Ich habe Zweifel, dass die Ordnung des Nebensatzes richtig ist:

     Man muss ein Haus Tier finden, die geeignet für sich ist
     Man muss ein Haus Tier finden, die für sich geeignet ist

Was geht zuerst? "Für sich" oder "geeignet"? Vielen Dank!


----------



## Tonerl

Was möchtest du denn genau wissen ?
Hast du etwas mehr Kontext, sodass man den Sinn deiner Sätze besser erkennen kann !

Man muss ein Haus Tier finden, die geeignet für sich ist
*Man muss ein Haustier finden, das geeignet ist (für was ?) *
oder:
Man muss ein Haus Tier finden, die für sich geeignet ist
*Man muss ein Haus finden, das geeignet für Haustiere ist ? 
*
Saludos


----------



## Sylphadora

Ich muss eine Antwort geben um die Frage: "Warum kann man in der Stadt ein / kein Tier haben?" Ich will sagen: "Ja, man kann in der Stadt ein Tier haben". Aber ich will auch sagen, dass das Haustier geeignet für den Besitzer sein muss.

Auf Spanisch: "Uno tiene que encontrar una mascota que sea apropiada para él"

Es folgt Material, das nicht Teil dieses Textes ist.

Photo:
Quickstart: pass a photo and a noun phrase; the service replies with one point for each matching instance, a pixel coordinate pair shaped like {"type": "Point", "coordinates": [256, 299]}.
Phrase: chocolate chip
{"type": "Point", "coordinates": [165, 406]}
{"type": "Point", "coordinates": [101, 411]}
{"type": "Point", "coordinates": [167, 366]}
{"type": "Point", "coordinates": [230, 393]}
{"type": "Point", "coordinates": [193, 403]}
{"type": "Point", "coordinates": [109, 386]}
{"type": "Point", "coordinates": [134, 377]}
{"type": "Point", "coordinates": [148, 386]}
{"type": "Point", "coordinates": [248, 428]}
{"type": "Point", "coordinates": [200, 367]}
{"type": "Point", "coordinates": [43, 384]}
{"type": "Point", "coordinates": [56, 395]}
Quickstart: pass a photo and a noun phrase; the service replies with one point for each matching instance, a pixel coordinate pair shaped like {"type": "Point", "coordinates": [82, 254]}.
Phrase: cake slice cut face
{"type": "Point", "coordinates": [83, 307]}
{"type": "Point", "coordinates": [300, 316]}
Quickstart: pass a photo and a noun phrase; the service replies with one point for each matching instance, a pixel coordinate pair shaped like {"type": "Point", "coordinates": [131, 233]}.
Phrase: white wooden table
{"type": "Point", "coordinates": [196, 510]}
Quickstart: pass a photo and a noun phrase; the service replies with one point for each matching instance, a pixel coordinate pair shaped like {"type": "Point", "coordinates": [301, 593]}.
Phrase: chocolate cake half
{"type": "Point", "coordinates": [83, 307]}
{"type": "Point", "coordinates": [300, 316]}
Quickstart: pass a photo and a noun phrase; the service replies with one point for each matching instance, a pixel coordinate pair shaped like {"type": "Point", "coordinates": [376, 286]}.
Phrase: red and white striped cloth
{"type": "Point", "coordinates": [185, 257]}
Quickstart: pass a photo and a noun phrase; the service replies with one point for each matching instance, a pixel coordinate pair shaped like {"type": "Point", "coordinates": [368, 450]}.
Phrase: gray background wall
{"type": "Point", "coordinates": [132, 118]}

Cuando digo "para él", me refiero a "para sí mismo"


----------



## susanainboqueixon

"Man muss ein Haustier finden, das für einen geeignet ist" meint Sylphadora, wenn ich das richtig sehe.

Saludos,
Susana


----------



## Sylphadora

Danke, Susana!  Ja, das ist was ich meine


----------



## susanainboqueixon

De nada, Sylphadora


----------